Not only does he want universal healthcare, a speedy withdrawal of troops from Iraq, and decreased dependence on foreign oil—but he can, like, totally relate to the late-night drug run and deep cleaning his kitchen floors at 5 a.m..

Oh, but, he only did a liiittttle bit.
I AM WOMAN, THEREFOR I... VIEW?




Since I've been unemployed I've done a fantastic job of inching ye grand ol' IQ score into the "below average" bracket.

Granted I wasn't too far from it when I was putting on my work pants, but with booze until 6 a.m., breakfast at 1 p.m., and absolutely no reason to see the sun, I've cemented a place in the "just above imbecile" range.

Funny how that works.

I mean I still haven't lost my razor-sharp problem solving skills.

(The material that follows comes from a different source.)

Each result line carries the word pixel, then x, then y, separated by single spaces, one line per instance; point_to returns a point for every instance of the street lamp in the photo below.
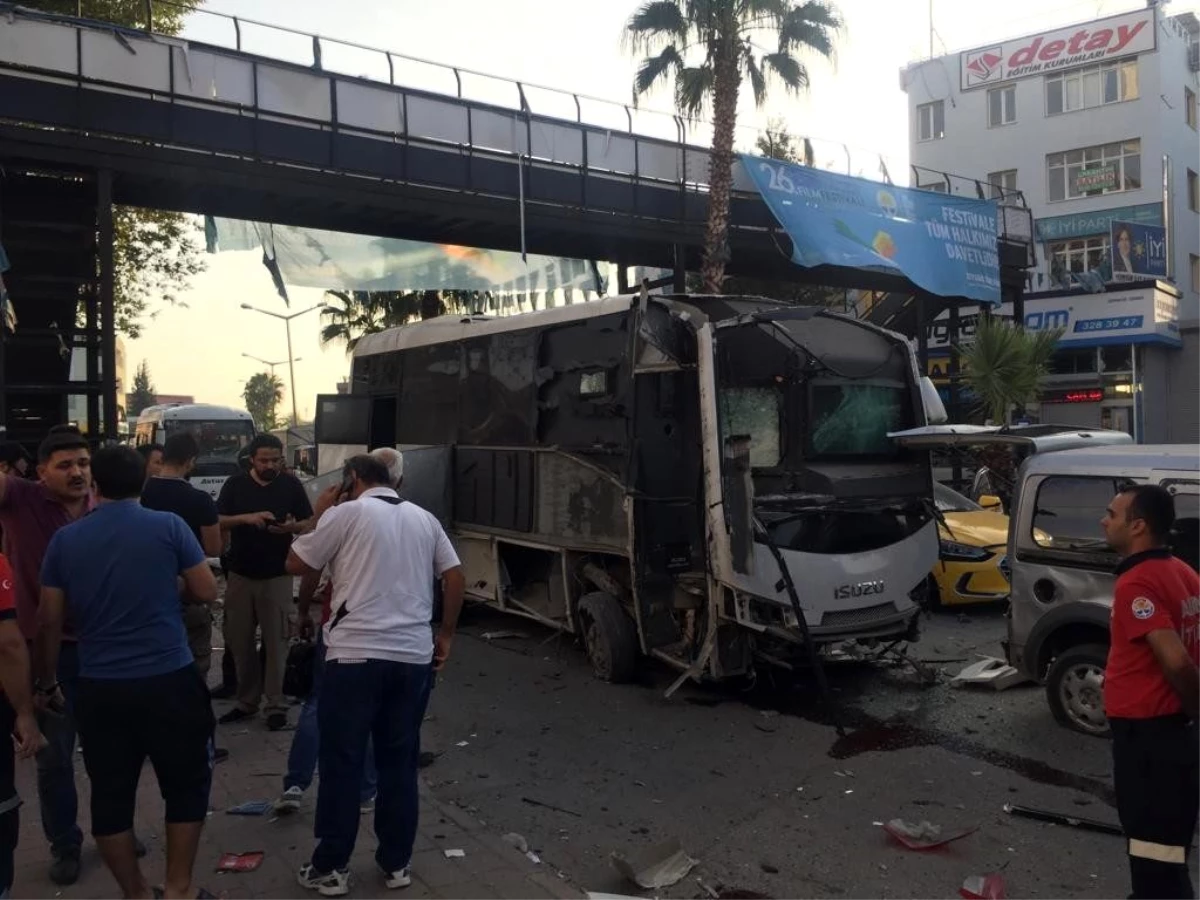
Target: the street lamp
pixel 268 363
pixel 292 369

Why, just this morning when I attempted to brew coffee it only took me 20 minutes to realize the pot wasn't plugged in.

Smart girl.

Anyway, one element that isn't helping my deteriating IQ is daytime television.

Today I watched The View.

Whenever I watch this show I feel like I'm trapped at a Sunday brunch with a friend of a friend who's part of some lame meet-up group I was bullied into attending. It's like everyone's had too many mimosas but I forgot my ID so I'm trying to keep up with massive amount of coffee, but alas, caffeine is no match for the mighty champagne.

It's rare anyone ever finishes a complete thought. Topics are tossed off, ideas run into one another like monster truck mash ups, conversations follow along a windy path, get lost somewhere, bumble around, and eventually fall into ditch.

Internet porn and Eva Longoria's new haircut glistened on the round table this a.m.

Bawa Wawa decided Eva's new cut was offensive, Whoopi thought it was OK, my eyes crusted shut, but soon shirked open by Whoopi's impersonation of a....vibrator?

Brought on by the Peter Cook fiasco (who was caught with a $3,000 a month porn habit) the round table debated the heady (no pun intended) existential question: Is it OK for your spouse to masturbate to Internet porn?

THE JURORS

Elisabeth: nay. Orgasm is a sacred experience and my annoying, blond presence should be enough to ward off the evil Jenna Jameson.

Sherri: nay. I don't even masturbate. And porn is a gateway to foreign pun.

Joy: neutral. Better than "putang" on the side. Touche.

Whoopi: yay.
and
Bawa? "What if you and your husband watching porn together?"

Oh, Bawa. Talk about problem solving. Something tells me the lady speaks from experience.....

Monday, July 14, 2008

Everything Bowie Touches Turns Carrot Gold



Sometimes a movie is so God Awful that the passing minutes on the cablebox are more captivating than the plotline.


The Man Who Fell To Earth narrowly misses the boat on this, but only by a hair. Thanks in part to... David Bowie's hair! If it weren't for his chalk white complexion, carrot orange hair shade (that perfectly epitomizes not only his character's alien-chic, but also the glam rock aesthetic of the 1970's), and the most bad ass wardrobe of crisp, sophisticated neutrals this side of Michael Kors, I never would've made it to the bedroom scene where we spy a David Bowie partial erection.


Anyway, Philip Lim was so awe-struck by the 1976 movie that he based his Fall 2008 collection on David Bowie's " Esoteric, elegant, eccentric" wardrobe.


Chances are I'll adopt the same attitude when the 2009 film of The Man Who Fell To Earth is released.

Either that or I'll pay full homage to the the Thin White Duke, hide behind some clear brown aviator shades, fire up Station to Station on my i-pod, snort an ounce of cocaine, in some gray wool coats and crisp black pants.

But if any of the douches from the The Hills or Gossip Girl make a cameo, I'm demanding a refund.